I currently work as a SQL Server DBA in the power industry for a company that provides reliability services for the Western Interconnection (https://bit.ly/2QCgFc9). One service that this company provides is Real-Time Contingency Analysis (RTCA): The existing and potential operating conditions of the power grid are evaluated based on real-time data about monitored equipment. For example, if the voltage on a transmission line exceeds a high or low limit, reliability operators will want to take action to mitigate or circumvent the adverse consequences of that event. These operators are sitting in control rooms right now, and they're watching displays that pull data from data servers every few minutes. After deploying a recent upgrade of a critical application that displays (among other things) RTCA data, we noticed a substantial performance degrade for some associated jobs running on the data server: SSIS jobs that used to run in about 10-15 seconds were taking 48-50 seconds. We used SQL Profiler to identify the specific underlying queries (the events were Stored Procedures | RPC:Completed, TSQL | SQL:BatchCompleted, and TSQL | SQL:BatchStarting, we selected only the specific database in question, and we filtered for execution times > 100 ms) and then ran the queries manually. These are SELECT statements on views with a half-dozen or more joins (inner and left-outer) on underlying user-defined tables
and views that can be very confusing to troubleshoot (development wrote these views and queries, by the way), but we isolated the problem to a WHERE clause that uses the LIKE keyword:
SELECT
[column_1]...,[column_30+]
FROM
[schema_name].[big_complicated_view]
WHERE [column_n] NOT LIKE 'XYZ%'
ORDER BY [column_5] DESC, ....
(I've changed/redacted names and strings so I'm not revealing anything sensitive.) Here, column_n is a varchar(m) column, where m is < 25. It made sense to me that this WHERE clause was the problem because I knew that using LIKE in a WHERE clause can render the query non-sargable (i.e., the query engine isn't able to use an index to speed up the search time).

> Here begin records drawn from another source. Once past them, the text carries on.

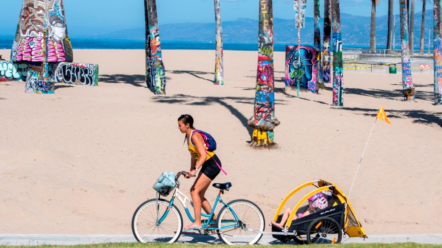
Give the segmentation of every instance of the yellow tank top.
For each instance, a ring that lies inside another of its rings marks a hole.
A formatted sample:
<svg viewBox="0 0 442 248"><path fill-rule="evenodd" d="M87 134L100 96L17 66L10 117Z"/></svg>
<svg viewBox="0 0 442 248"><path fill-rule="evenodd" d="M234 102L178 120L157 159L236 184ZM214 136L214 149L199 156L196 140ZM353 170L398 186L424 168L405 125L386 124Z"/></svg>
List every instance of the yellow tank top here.
<svg viewBox="0 0 442 248"><path fill-rule="evenodd" d="M192 156L194 156L195 157L195 159L196 161L199 160L199 157L201 157L201 154L199 154L199 152L198 152L198 149L196 149L196 147L193 146L193 143L192 143L192 135L193 135L193 131L192 131L192 133L191 134L190 137L189 138L189 148L188 149L189 149L189 151L190 152L191 155ZM205 143L203 142L203 145L204 145L204 149L206 149L206 153L207 154L207 157L206 158L206 160L207 161L208 159L210 159L215 155L215 152L213 151L209 151L207 150L207 147L206 146Z"/></svg>

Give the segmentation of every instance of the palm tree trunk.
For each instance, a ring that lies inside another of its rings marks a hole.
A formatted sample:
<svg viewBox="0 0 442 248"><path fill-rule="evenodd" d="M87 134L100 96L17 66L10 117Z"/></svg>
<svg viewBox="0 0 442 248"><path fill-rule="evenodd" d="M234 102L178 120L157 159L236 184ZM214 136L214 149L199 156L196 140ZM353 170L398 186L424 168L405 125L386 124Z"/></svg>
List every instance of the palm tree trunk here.
<svg viewBox="0 0 442 248"><path fill-rule="evenodd" d="M420 24L420 42L419 43L419 50L423 50L424 38L425 36L424 33L425 31L425 4L427 0L422 0L422 22ZM430 48L428 48L430 50Z"/></svg>
<svg viewBox="0 0 442 248"><path fill-rule="evenodd" d="M315 16L315 30L313 44L315 48L318 50L316 52L316 61L315 66L316 68L316 82L315 82L315 92L317 93L319 90L319 84L322 83L322 64L321 62L321 30L319 29L319 22L321 21L321 13L319 12L320 0L315 0L315 6L313 15Z"/></svg>
<svg viewBox="0 0 442 248"><path fill-rule="evenodd" d="M156 0L144 1L146 28L146 83L155 94L166 95L166 75L160 42Z"/></svg>
<svg viewBox="0 0 442 248"><path fill-rule="evenodd" d="M215 54L215 84L224 84L224 71L222 66L222 27L221 24L221 8L220 0L214 0L216 25L217 51Z"/></svg>
<svg viewBox="0 0 442 248"><path fill-rule="evenodd" d="M387 35L387 49L393 47L393 0L388 0L388 28Z"/></svg>
<svg viewBox="0 0 442 248"><path fill-rule="evenodd" d="M401 21L401 52L402 62L402 88L405 100L414 100L414 87L413 87L411 68L410 64L410 48L408 43L408 22L405 0L399 0Z"/></svg>
<svg viewBox="0 0 442 248"><path fill-rule="evenodd" d="M248 124L253 128L251 146L275 145L273 129L279 124L275 117L273 80L273 12L272 0L259 1L258 71L253 116Z"/></svg>
<svg viewBox="0 0 442 248"><path fill-rule="evenodd" d="M344 106L344 69L342 61L342 41L339 0L332 0L333 30L333 103Z"/></svg>
<svg viewBox="0 0 442 248"><path fill-rule="evenodd" d="M330 0L324 0L324 37L322 39L322 81L332 82L330 72L332 61L330 59L330 36L332 33L332 5Z"/></svg>
<svg viewBox="0 0 442 248"><path fill-rule="evenodd" d="M371 0L371 21L370 26L370 49L376 49L376 1Z"/></svg>
<svg viewBox="0 0 442 248"><path fill-rule="evenodd" d="M409 47L411 50L414 50L414 0L411 0L411 6L410 7L410 40Z"/></svg>
<svg viewBox="0 0 442 248"><path fill-rule="evenodd" d="M434 0L434 104L442 105L442 39L441 37L441 0Z"/></svg>

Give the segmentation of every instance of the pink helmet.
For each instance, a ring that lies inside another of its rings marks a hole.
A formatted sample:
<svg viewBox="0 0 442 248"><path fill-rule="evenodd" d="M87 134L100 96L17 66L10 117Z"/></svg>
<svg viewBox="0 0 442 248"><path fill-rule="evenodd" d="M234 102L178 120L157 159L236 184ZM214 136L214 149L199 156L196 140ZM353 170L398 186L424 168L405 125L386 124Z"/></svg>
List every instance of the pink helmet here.
<svg viewBox="0 0 442 248"><path fill-rule="evenodd" d="M311 200L310 205L313 207L318 208L319 209L324 209L329 206L329 202L322 193L317 193L309 198L308 200Z"/></svg>

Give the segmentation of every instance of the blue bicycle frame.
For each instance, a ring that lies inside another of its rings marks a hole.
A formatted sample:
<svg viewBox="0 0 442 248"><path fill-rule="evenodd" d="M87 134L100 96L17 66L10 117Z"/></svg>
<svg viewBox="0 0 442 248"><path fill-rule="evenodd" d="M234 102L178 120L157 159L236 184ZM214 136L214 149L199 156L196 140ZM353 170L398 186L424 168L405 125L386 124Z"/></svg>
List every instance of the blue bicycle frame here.
<svg viewBox="0 0 442 248"><path fill-rule="evenodd" d="M215 200L215 204L212 207L212 212L210 213L210 214L206 214L203 213L201 213L201 216L202 217L205 217L208 218L207 220L205 220L203 223L201 223L201 228L204 229L206 230L221 230L223 229L227 229L227 228L237 228L240 226L241 222L239 218L238 217L238 216L236 214L236 213L232 209L230 206L224 201L221 199L221 192L218 193L218 195L217 196L217 198ZM169 213L169 211L170 211L170 209L172 208L172 205L173 205L173 202L175 201L175 198L178 198L178 200L183 205L183 206L184 207L184 210L186 211L186 214L187 215L187 217L192 222L194 222L195 220L191 215L190 212L189 211L189 209L187 208L187 206L186 205L186 201L189 201L191 205L193 208L193 204L191 201L190 199L189 198L187 197L187 196L184 195L182 192L181 192L178 188L177 188L175 190L175 192L173 193L173 195L172 197L172 199L170 199L170 202L169 203L169 206L167 207L167 209L166 210L166 211L163 214L163 216L158 220L158 222L157 223L157 225L160 225L161 224L161 223L166 218L166 216L167 216L167 214ZM215 209L216 208L217 204L219 202L222 203L224 206L227 207L229 210L230 210L230 212L233 215L233 218L235 218L234 220L226 220L222 221L222 223L232 223L231 224L227 225L223 225L222 226L219 226L218 227L210 227L210 224L214 224L216 223L216 222L214 222L212 220L212 218L213 216L214 212L215 212ZM206 229L207 228L207 229Z"/></svg>

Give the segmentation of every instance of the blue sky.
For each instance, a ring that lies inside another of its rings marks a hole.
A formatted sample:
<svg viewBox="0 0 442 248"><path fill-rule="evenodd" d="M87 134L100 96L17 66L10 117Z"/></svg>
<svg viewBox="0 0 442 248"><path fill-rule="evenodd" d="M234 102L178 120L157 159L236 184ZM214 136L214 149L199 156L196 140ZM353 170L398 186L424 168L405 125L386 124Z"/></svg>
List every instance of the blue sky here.
<svg viewBox="0 0 442 248"><path fill-rule="evenodd" d="M221 18L232 21L237 18L258 19L259 0L221 0ZM399 0L395 0L399 15ZM313 0L307 0L306 15L313 16ZM321 0L321 5L324 1ZM23 1L2 0L0 15L0 35L13 36ZM65 12L69 35L103 34L119 30L143 27L143 0L64 0ZM387 14L388 0L381 0L377 15ZM213 0L157 0L160 24L177 23L214 23ZM371 0L341 0L341 12L370 16ZM427 9L432 8L427 4ZM321 6L321 8L323 6ZM422 3L416 1L415 12L421 11ZM321 16L323 11L321 10ZM294 18L293 0L274 0L275 18Z"/></svg>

Looking at the execution plan verified that the query was scanning the index, so I replaced NOT LIKE 'XYZ%' as follows:
SELECT
[column_1]...,[column_30+]
FROM
[schema_name].[big_complicated_view]
WHERE LEFT([column_n],3) <> 'XYZ'
ORDER BY [column_5] DESC, ....
This search argument is still not very SARGable, but the query time dropped back down to around 0.7 seconds. We asked QA to test it in development, and they sent us a client patch to deploy (some of the queries originate from the client application on the application-server tier). The performance worsened about two days later, briefly improving after we rebuilt statistics on five tables underlying the views in question. For the short term, I set up a maintenance job to rebuild statistics daily. We have two physical sites (> 1000 miles apart) and failover critical applications roughly every month, so we rebuilt statistics daily on the primary/active side but left the secondary/inactive side alone. The idea was to compare the different execution plans after about a week. That comparison revealed that the execution plan on the secondary/inactive side was using a hash join and index scan; and it was building an in-memory hash table that was over 800k records long. We also became aware of some changes in SQL Server 2016 to the cardinality estimator that can result in this kind of behavior with hash joins. We set the database compatibility level to 2012, and performance improved to the previous level (queries completed in about 0.7-1 seconds). However, this resulted in poor performance for another application accessing the same database to generate reports at daily and 15-minute intervals, so we couldn't leave the database at the 2012 compatibility level. Using the Query Store, we determined that at the 2016 compatibility level, the queries were regressing to sub-optimal execution plans shortly after we rebuilt statistics. We also noticed that the execution plan used at the 2012 compatibility level was essentially the same as the optimal plan for the database at 2016 compatibility level. We ultimately switched the compatibility level back to 2016 and used the Query Store to force the optimal plan. We haven't seen a recurrence of the performance issue for these queries, which are being closely monitored.
So why would
WHERE LEFT([column_n,3]) <> 'XYZ'
... peform better than
WHERE [column_n] NOT LIKE 'XYZ%'
... when it's also not SARGable? Because [big_complicated_view] is built on at least two more layers of views, the execution plans are not exactly a quick read, so I will have to research this more when I get time, but for now my best guess is that SQL Server is able to somewhat leverage its primary clustered index on column_n in the table underlying these views and consequently is not needing to execute the LEFT() function on every row in the table. The string on the right side of the inequality operator gives SQL Server a range to focus on. If that's the case, it's an example of how SARGability is a continuous rather than discrete metric: If a query isn't SARGable, the underlying statistics and indexes will be less helpful, but that doesn't mean they won't be of any help at all.